Parallel Addition
Volume Number: 10
Issue Number: 10
Column Tag: Programmer’s Challenge in-depth
RGB to YUV Using Parallel Addition 
Some unique approaches to optimization
By Robert Munafo, Malden, MA
Note: Source code files accompanying article are located on MacTech CD-ROM orsource code disks.
About The Author
Robert Munafo - Robert works for VideoGuide, a startup in the Boston area.
Prior to that, he developed drivers and embedded software for GCC Technologies’
printer products. Robert’s been writing free Mac software since 1984. One of the
first public-domain games for the Mac, Missile, continues to run on every new model
Apple releases! He also became well-known for his shareware effort Orion and the
free utility Icon Colorizer. He spends most of his spare time on the Mac gronking the
inner loops of the Mandelbrot Set and various compute-intensive simulations. He
awaits the day when massively parallel desktop computers will surpass the TFLOPS
(trillion floating-point operations per second) milestone. You can reach him via
e-mail at mrob@world.std.com.
Doing more in fewer cycles
This article contains the actual winning code for July’s Color Space Conversion
Programmer’s Challenge. Robert had sent in his code before the deadline but for some
reason the SANE calls he made during his RGBtoYUVInit routine caused both my Macs to
crash. I wasn’t able to identify the exact cause of the crash other than to witness that it
wasn’t his code. I suspect it had to do with Omega SANE’s backpatching (self-modifying
code) but I’m not sure. In any case, Robert was given a chance to submit a new version
of RGBtoYUVInit only (which was not part of the timings) that didn’t use SANE. He did
so and ended up being about 27% faster than the published winner Bob Noll. As you
will see, Robert’s explanation and use of parallel addition is excellent (and fast!). I
highly recommend studying it if you need to do fast matrix multiplication with constant
coefficients.
- Mike Scanlin
When I created my entry for the July 1994 Programmers’ Challenge, I used
some novel optimization techniques which are explained here. For background
material, see the contest statement in the July 1994 issue, page 44, and the results
presented in the September 1994 issue.
I will briefly restate the challenge. It involved converting a large number of
[R,G,B] values into [Y,U,V] (a color system used in JPEG and NTSC, among others)
using the formula:
Y 0.29900000 0.58700000 0.11400000 R
U = -0.16873590 -0.33126410 0.50000000 * G
V 0.50000000 -0.41868760 -0.08131241 B
Each entry consisted of an init routine that would not be timed and an RGBtoYUV
routine that would take arrays of [R,G,B] values and output arrays of [Y,U,V] values.

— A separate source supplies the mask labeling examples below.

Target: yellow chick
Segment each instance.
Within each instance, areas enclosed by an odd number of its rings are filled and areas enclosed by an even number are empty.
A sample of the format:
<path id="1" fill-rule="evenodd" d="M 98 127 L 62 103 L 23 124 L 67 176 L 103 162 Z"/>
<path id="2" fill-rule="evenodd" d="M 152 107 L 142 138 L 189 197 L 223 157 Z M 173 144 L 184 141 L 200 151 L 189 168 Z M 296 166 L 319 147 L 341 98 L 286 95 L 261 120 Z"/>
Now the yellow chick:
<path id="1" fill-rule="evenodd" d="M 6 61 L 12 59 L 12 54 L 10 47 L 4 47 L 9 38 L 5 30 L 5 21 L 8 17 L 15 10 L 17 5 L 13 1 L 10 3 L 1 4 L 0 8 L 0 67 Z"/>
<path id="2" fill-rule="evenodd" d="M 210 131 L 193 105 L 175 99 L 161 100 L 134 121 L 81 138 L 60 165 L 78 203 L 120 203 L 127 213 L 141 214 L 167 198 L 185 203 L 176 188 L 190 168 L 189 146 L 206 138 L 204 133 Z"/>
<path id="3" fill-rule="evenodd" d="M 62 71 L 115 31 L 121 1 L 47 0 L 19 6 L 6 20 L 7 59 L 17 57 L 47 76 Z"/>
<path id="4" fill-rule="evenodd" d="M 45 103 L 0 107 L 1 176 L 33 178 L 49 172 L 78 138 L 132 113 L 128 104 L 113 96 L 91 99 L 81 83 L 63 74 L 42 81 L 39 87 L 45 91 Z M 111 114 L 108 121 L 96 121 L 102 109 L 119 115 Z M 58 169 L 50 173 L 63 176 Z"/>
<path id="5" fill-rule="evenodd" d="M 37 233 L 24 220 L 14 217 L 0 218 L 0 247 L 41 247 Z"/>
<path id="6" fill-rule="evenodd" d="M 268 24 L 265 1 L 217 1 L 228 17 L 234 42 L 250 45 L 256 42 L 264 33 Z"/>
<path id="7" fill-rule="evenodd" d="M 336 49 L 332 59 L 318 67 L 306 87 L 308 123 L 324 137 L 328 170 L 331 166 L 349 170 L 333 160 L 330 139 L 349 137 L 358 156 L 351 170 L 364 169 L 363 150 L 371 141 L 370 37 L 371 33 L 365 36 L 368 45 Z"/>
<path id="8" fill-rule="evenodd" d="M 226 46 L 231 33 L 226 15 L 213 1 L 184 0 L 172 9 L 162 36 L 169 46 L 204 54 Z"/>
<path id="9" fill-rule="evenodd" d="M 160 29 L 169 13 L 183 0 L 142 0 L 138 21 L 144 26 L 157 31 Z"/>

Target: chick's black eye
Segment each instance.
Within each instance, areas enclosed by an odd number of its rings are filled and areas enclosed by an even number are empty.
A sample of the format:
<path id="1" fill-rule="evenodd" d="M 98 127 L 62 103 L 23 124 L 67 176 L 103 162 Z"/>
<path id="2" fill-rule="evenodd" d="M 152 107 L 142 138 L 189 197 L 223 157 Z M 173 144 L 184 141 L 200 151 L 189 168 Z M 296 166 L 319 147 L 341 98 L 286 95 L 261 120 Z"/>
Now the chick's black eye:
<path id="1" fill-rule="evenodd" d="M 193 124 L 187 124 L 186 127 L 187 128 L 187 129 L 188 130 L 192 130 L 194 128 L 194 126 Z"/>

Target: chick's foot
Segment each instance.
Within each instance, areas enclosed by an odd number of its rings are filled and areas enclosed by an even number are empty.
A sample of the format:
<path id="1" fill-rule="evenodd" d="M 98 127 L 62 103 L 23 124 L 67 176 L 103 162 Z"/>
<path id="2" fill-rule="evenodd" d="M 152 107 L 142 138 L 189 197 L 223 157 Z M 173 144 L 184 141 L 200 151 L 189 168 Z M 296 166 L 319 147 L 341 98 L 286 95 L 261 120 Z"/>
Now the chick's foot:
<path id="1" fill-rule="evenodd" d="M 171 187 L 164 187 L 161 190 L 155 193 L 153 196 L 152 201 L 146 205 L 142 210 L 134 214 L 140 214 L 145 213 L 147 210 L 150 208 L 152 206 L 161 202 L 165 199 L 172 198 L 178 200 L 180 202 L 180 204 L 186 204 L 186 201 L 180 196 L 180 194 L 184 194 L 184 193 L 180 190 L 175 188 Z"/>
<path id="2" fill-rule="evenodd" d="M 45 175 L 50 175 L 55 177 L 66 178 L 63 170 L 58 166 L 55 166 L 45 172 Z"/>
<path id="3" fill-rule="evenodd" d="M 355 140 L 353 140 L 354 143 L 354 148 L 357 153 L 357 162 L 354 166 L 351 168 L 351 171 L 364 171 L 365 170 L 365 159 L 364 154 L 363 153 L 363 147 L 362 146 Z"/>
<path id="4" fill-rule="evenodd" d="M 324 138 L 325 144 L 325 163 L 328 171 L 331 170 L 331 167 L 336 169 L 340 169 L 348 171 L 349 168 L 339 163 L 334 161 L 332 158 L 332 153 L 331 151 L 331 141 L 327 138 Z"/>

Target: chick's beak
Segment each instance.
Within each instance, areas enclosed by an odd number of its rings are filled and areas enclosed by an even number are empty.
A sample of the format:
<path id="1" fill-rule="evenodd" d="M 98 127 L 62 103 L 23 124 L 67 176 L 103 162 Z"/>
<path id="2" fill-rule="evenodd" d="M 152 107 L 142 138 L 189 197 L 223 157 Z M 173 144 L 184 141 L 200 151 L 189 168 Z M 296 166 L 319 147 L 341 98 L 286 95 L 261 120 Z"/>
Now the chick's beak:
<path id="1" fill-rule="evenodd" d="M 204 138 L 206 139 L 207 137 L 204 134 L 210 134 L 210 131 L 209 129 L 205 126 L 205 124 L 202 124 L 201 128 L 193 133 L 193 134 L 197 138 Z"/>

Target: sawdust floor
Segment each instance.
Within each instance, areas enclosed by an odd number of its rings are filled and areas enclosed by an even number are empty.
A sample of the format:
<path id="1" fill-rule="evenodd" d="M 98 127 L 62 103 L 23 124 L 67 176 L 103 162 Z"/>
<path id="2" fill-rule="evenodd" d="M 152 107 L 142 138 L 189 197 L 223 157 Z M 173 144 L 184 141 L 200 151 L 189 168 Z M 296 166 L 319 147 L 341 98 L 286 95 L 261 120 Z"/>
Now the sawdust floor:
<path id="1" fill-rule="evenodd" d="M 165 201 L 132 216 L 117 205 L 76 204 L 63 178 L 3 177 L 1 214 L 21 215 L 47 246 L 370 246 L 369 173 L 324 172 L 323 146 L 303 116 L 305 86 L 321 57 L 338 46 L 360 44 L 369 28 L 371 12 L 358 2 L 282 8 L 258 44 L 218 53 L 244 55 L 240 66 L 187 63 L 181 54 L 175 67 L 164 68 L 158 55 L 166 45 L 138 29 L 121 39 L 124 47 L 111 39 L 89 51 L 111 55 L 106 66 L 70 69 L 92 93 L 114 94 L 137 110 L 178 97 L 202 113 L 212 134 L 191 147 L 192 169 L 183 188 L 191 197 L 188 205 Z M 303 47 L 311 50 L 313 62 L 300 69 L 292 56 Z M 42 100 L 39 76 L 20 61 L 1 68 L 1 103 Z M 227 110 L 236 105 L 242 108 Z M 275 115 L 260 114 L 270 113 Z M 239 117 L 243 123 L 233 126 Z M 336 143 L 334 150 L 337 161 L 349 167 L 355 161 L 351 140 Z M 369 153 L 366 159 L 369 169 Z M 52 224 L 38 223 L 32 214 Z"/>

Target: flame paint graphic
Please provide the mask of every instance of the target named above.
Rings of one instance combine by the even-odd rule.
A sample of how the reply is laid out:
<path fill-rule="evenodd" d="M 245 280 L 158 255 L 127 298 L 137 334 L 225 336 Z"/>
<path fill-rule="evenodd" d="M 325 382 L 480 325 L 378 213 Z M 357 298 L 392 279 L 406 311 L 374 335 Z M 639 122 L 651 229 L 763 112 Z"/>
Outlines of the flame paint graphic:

As always in the Programmers’ Challenge, accuracy is most important, followed by
speed, code size, and elegance.
Analysis of Rounding
The first problem to solve involved figuring out how various types of rounding
would affect computed results. The challenge required producing output that was
equivalent to the results that would be produced when infinite precision is used.
Fractions of N.5 (e.g. 2.5 or -2.5) would be rounded down, and anything else would be
rounded to nearest. The problem clearly required the use of limited-precision integer
math, so I had to figure out how much precision was necessary to produce acceptable
results.
I conducted a brute-force search and determined that out of all possible Y, U, and
V values produced by the transform matrix, the closest fraction to N.5 was N.499000
or N.501000. In other words, to distinguish an N.5 result from all other results, the
math must be precise enough to distinguish differences as small as 0.001, or 2-10.
Since 8 bits are used for the integer position of the answer, at least 18 bits are needed.
The simplest way to get the right answer is to use 19 bits (or more) to compute the
fraction, then add 0.4995, then chop off the fraction. This works because 0.4995
equals 0.5 - (0.001 / 2). Here are three examples:
2.501 + 0.4995 = 3.0005 -> 3
2.500 + 0.4995 = 2.9995 -> 2
2.499 + 0.4995 = 2.9985 -> 2